1 — The Conversation Beneath a Dying Sky

[Astral Echoes Registered]

Echo — He Who Rebuilt the World

Echo — The God Who Sacrificed for Lesser Beings

Echo — Fate's Enemy

The crimson light didn't become a screen; it became resonance—a slow vibration that made thought itself bend.

No glyphs. No numbers. Only the universe reciting my existence in its own tongue as the new Astral System spun up and latched into Earth's bones.

I smiled—thin, exhausted, satisfied. The cycle had reset; the lattice of dungeons would harden humanity until I could return in full.

But my vessel—this stitched-together shell of nerves and oath—was fragile. Divinity bled through me with every breath.

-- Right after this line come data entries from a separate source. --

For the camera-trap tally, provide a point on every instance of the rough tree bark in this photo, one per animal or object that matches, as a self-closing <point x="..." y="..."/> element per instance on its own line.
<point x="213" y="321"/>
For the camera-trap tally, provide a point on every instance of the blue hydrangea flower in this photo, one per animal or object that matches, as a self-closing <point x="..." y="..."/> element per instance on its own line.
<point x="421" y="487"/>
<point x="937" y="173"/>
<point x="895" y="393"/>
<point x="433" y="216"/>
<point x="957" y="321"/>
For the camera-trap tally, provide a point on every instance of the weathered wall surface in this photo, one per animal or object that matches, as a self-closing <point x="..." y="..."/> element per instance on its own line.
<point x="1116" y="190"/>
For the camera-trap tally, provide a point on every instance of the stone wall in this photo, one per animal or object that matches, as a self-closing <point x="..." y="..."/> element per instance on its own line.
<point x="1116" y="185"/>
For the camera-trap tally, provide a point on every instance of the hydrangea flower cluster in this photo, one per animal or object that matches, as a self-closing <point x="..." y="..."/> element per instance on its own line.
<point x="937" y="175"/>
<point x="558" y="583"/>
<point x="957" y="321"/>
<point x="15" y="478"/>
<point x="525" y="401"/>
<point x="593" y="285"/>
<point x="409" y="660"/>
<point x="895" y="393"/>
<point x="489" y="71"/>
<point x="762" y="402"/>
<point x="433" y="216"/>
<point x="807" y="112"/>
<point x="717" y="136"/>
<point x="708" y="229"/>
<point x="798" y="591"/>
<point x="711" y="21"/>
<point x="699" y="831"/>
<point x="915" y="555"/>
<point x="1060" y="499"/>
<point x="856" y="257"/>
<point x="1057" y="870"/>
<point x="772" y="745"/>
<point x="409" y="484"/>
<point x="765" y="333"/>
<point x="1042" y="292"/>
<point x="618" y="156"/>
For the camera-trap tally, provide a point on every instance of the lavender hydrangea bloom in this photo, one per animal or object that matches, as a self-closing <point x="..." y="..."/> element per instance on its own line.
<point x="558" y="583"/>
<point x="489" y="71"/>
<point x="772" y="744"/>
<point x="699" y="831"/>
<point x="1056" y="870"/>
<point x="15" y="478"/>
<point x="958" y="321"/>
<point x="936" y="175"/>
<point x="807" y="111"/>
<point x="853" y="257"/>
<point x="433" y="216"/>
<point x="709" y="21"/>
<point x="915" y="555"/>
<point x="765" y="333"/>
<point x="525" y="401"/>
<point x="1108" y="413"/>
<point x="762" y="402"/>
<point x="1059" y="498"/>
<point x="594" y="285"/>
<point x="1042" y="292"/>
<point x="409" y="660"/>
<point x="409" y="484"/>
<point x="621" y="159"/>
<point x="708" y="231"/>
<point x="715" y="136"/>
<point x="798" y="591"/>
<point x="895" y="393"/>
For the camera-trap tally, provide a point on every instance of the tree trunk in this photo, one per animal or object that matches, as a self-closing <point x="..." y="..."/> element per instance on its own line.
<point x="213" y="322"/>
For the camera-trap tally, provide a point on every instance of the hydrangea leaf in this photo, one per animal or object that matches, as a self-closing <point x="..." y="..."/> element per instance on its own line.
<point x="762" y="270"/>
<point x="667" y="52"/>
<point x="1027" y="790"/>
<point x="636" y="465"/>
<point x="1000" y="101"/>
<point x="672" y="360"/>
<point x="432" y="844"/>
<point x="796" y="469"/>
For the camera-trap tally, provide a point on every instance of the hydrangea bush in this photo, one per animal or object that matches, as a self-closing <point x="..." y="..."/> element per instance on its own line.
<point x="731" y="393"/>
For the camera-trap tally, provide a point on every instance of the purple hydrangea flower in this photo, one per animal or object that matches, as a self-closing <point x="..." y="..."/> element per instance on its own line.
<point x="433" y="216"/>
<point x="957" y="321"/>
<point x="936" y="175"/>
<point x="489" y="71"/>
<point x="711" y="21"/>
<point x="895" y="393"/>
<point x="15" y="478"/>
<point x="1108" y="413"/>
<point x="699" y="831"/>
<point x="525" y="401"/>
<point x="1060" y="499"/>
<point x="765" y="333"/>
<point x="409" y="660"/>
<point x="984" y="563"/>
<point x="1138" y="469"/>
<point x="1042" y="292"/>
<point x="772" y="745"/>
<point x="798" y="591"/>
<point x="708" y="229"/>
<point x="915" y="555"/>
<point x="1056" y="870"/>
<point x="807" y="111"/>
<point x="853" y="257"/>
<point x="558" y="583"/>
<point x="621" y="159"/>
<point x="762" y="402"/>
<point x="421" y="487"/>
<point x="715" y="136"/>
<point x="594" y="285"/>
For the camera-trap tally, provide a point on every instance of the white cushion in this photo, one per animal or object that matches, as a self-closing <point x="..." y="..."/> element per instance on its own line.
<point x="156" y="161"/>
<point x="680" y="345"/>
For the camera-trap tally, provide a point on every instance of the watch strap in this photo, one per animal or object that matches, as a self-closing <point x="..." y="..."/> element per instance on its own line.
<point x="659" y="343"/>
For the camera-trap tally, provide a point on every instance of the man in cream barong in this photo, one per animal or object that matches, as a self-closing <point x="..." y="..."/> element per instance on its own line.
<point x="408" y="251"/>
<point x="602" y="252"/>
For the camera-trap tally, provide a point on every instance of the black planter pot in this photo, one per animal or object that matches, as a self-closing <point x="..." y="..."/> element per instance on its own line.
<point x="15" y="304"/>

I drifted between matter and concept, rebuilding sinew and bone like a mason replacing bricks on a spinning tower.

"You have five years before the barrier falters," said a voice that made the dust forget its weight.

I flicked my hand to swat the speaker away. Wind ripped over the ridge—and folded around a figure instead of moving it.

Gaia.

Robes the color of rain-dark soil, hair like living forest, a beauty lethal enough to end wars if she still cared about mortals. Space refused to hold shape where she stood.

"Don't start," I said. "The dungeons will hold. Our bargain ends the day the barrier breaks."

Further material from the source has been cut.